"Kaltstart" für CFC-Ex-Kapitän Hoheneder nach Wechsel: "Es gibt keinen Weg zurück!"

Chemnitz - Mit Niklas Hoheneder (34) in der Innenverteidigung wäre die 1:2-Niederlage des Chemnitzer FC im Test gegen den ZFC Meuselwitz vielleicht vermeidbar gewesen. Benjamin Förster (31) und Alexander Dartsch (26) standen bei beiden Gegentreffern sträflich frei - Abstimmungsprobleme in der neu formierten Hintermannschaft!?

Auf seinen Kapitän Niklas Hoheneder (34, l.) konnte sich CFC-Trainer Daniel Berlinski (35) immer verlassen.
Auf seinen Kapitän Niklas Hoheneder (34, l.) konnte sich CFC-Trainer Daniel Berlinski (35) immer verlassen.  © Härtelpress/Harry Härtel

Der jahrelange Abwehrchef Hoheneder verfolgte das Geschehen erstmals in seiner neuen Rolle von der Seitenlinie aus. Zu Wochenbeginn war der Kapitän von der Spieler- in die Trainerkabine umgezogen. Der plötzliche Wechsel überraschte viele Teamkollegen - auch Robert Zickert (31).

"Wir beide bilden ja eine Fahrgemeinschaft von Leipzig nach Chemnitz. Natürlich haben wir uns da hin und wieder auch darüber unterhalten, wie es nach der Karriere weitergehen könnte", verriet Zickert, der momentan verletzt und in der Reha ist: "Niklas wird im Sommer 35. Ich hätte ihm einen glorreicheren Abgang in einem vollen Stadion gewünscht.
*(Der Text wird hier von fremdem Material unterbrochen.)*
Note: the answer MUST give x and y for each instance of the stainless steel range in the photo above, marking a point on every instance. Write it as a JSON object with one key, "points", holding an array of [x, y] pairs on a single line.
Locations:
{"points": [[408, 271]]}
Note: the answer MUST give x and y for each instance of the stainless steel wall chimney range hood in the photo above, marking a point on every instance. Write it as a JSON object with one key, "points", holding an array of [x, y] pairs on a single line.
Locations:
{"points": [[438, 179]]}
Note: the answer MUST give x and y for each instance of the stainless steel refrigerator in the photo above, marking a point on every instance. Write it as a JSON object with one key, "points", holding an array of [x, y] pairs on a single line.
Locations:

Das war durch Corona leider nicht möglich. Jetzt hat er diese neue Chance. Wie ich ihn kenne, wird er die nutzen."

Hoheneders Erfahrungsschatz ist riesig. Bei seinem Heimatverein, dem Linzer ASK, reifte der heute 34-Jährige zum österreichischen Nachwuchs-Nationalspieler und Erstliga-Profi.

Als junger Mann wechselte er zu Sparta Prag und wurde Tschechischer Meister. Es folgten Stationen bei Austria Wien, dem Karlsruher SC, RB Leipzig, in Paderborn und Kiel. Im Juli 2018 kam er zum CFC.

Erstmals verfolgte Niklas Hoheneder das Geschehen von der Seitenlinie aus.
Erstmals verfolgte Niklas Hoheneder das Geschehen von der Seitenlinie aus.  © Härtelpress/Harry Härtel

Niklas Hoheneder über neuen Co-Trainer-Posten: "Völlig neues Gefühl"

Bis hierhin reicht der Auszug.